29 Dec Ones to Watch: Kevin and Val Pourier
Contemporary self-taught Oglala Lakota artists, Kevin and Val Pourier, a husband-and-wife team, explore their connection to their cultural heritage through the revival of working in traditional carved buffalo horn, inlaid with semi-precious minerals. Including modern buffalo horn spoons and ladles, along with bracelets, earrings, necklaces and eyewear, the Pouriers rely not only on their own personal inspiration, but have done extensive research into the historical significance of the buffalo horn.
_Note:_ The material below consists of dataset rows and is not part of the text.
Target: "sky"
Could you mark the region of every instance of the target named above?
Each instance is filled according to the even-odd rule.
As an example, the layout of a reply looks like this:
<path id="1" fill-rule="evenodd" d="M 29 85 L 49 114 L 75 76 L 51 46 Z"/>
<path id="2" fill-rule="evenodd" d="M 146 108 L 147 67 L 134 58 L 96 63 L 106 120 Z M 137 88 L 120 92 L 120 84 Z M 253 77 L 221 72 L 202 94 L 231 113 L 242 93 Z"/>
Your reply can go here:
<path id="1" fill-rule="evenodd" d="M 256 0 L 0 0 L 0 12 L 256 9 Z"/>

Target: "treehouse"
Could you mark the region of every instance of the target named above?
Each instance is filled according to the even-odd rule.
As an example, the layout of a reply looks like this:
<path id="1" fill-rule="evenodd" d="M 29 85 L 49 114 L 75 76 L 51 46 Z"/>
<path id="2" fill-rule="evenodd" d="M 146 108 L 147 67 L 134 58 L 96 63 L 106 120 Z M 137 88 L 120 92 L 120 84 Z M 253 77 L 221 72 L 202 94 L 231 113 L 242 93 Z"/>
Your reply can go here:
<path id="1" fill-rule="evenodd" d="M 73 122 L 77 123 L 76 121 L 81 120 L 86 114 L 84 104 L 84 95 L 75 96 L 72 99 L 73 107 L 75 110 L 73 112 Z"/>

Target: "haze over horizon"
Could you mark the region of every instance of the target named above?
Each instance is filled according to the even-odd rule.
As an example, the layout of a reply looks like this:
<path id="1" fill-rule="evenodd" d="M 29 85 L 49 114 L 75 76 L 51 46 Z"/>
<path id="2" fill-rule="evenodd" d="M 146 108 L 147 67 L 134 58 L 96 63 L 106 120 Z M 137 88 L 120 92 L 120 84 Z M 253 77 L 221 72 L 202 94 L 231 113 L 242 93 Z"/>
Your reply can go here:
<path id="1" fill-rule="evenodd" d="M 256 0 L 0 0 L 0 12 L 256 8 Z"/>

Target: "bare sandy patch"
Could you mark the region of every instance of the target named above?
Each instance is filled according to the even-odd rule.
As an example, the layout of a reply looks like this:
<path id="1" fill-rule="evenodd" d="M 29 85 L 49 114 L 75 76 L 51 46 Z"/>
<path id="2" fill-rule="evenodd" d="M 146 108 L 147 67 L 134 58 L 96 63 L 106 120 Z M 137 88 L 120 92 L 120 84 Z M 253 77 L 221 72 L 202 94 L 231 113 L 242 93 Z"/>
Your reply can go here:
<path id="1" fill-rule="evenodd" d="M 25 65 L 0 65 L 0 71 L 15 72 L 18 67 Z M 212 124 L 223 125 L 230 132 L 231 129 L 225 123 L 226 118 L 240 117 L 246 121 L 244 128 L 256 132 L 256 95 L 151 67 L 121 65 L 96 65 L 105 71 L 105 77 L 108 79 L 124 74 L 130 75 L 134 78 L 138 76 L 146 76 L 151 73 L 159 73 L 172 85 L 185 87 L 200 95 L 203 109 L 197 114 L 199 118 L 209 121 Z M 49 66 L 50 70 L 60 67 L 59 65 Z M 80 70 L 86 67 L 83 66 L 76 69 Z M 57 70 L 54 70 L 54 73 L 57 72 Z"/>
Their work can be seen in many museum collections, including the National Museum of the American Indian, Smithsonian Institute, Washington, D.C.; Heritage Center Collections, Red Cloud Indian School, Pine Ridge, South Dakota; the Royal Museum of Scotland, Edinburgh, Scotland; the Denver Museum of Natural History, Denver, Colorado; The Carnegie Museum, Pittsburgh, Pennsylvania; The Nelson-Atkins Museum, Kansas City, Missouri; Montclair Art Museum, Montclair, New Jersey; Nerman Museum of Contemporary Art, Johnson County Community College, Overland Park, Kansas; Hood Museum of Art, Dartmouth College, Hanover, New Hampshire; Charles M. Russell Museum, Great Falls, Montana.
The Pouriers have also garnered a number of prestigious awards at shows including the Heard Museum Show; Santa Fe Indian Market; and the Cherokee Heritage Museum, Trail of Tears Art Show.
Fellowships include the Archibald Bush Foundation Artist Fellowship; the Smithsonian’s National Museum of the American Indian Visiting Artist Fellowship; and the Southwest Association for Indian Arts Fellowship Award.
Their work is represented by Morning Star Gallery, Santa Fe, New Mexico.